Millions of retailers pay higher merchant credit card fees when customers specifically charge using their affinity, frequent flyer award cards. This means that card-holding travelers and retailers are equally engaged in a fierce battle again the card issuers.
USA Today (May 31) reported that frequent flyers are turning a "skeptical eye to the skies." These loyalty programs are an all-around hidden tax that keeps on rising. Now, the airlines, like the credit card companies are facing growing customer unrest. While businesses are forced to pay higher merchant interchange fees for affinity cards, many do not even know they are also being taken on a ride when customers cash in their awards.
While many travelers are satisfied with the frequent-flyer awards, "Rolfe Shellenberger, now a retired corporate travel consultant in Palm Desert, Calif., understands frequent-flier programs from the inside out." As reported in USA Today, "The former marketing executive who designed the industry's first frequent-flier program at American Airlines, complains that airline managers now view them as profit centers rather than a means to promote brand loyalty ... [and] their purpose now is to generate more revenue."
Consumers pay twice. Once from the increased hidden tax paid to retailers and then again when they try to redeem the award mileage, as most are unused.

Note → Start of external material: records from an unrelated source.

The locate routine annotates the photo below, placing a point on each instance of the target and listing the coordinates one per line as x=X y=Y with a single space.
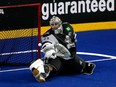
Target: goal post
x=19 y=34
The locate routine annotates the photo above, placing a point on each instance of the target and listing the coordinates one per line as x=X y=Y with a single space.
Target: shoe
x=38 y=77
x=41 y=76
x=89 y=68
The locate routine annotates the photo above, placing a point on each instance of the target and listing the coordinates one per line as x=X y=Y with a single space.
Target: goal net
x=19 y=31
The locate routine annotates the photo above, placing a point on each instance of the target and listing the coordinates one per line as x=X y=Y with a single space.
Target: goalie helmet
x=55 y=20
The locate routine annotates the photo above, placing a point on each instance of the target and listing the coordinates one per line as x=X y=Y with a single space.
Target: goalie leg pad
x=40 y=70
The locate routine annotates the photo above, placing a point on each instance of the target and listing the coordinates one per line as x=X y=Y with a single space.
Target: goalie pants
x=71 y=66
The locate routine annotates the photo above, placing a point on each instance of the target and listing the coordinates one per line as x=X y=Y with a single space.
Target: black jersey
x=51 y=37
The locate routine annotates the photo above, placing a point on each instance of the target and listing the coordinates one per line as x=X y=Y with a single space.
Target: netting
x=19 y=26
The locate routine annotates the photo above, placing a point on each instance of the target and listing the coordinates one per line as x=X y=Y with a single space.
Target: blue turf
x=102 y=42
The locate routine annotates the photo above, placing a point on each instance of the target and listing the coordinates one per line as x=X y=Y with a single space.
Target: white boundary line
x=109 y=57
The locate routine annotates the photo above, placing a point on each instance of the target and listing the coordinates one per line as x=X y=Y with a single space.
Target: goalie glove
x=49 y=50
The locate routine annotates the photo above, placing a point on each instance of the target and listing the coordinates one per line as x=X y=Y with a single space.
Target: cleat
x=89 y=68
x=40 y=79
x=35 y=72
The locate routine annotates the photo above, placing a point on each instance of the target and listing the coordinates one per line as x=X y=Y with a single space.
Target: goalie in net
x=59 y=47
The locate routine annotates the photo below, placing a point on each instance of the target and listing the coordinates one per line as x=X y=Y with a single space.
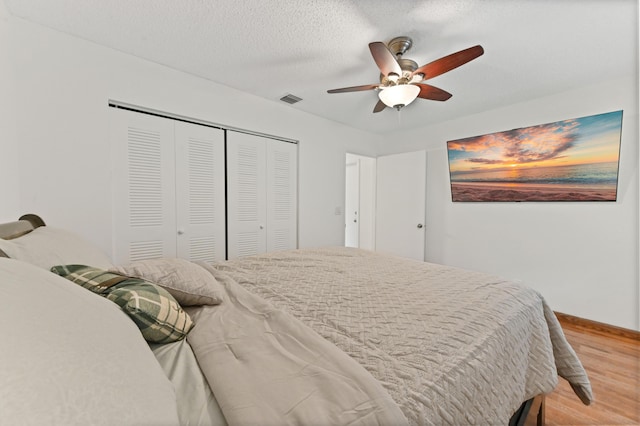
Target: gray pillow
x=47 y=246
x=70 y=357
x=156 y=313
x=188 y=282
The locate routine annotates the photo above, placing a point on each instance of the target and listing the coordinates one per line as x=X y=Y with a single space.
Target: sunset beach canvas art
x=570 y=160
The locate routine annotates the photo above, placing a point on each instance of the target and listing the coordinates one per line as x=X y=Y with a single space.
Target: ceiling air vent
x=290 y=99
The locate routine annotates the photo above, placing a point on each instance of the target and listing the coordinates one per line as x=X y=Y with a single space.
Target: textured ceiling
x=304 y=47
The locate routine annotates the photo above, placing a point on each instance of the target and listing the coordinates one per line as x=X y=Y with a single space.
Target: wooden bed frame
x=530 y=413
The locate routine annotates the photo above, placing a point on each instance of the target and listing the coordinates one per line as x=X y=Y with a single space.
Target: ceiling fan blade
x=354 y=88
x=379 y=106
x=433 y=93
x=384 y=58
x=449 y=62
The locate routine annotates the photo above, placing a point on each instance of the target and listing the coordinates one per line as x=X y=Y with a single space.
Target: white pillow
x=47 y=246
x=71 y=357
x=189 y=283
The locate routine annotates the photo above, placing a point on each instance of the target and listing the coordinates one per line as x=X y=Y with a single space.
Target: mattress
x=450 y=346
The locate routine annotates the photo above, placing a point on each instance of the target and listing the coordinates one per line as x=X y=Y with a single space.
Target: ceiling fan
x=401 y=80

Since April 2005, Visa® and MasterCard® charge merchants a premium when their customers use these loyalty cards. This is just one of the nearly one-hundred separate merchant interchange fees. The value of the affinity accounts are cemented in a growing pool of waste. We read in the USA Today article that, "[t]heir accounts are brimming with 14.2 trillionmileage points, up from 6.6 trillion at the end of 2000, estimates Randy Petersen, publisher of InsideFlyer magazine and WebFlyer.com. Frequent fliers earned 2.7 trillion credits in 2005 alone."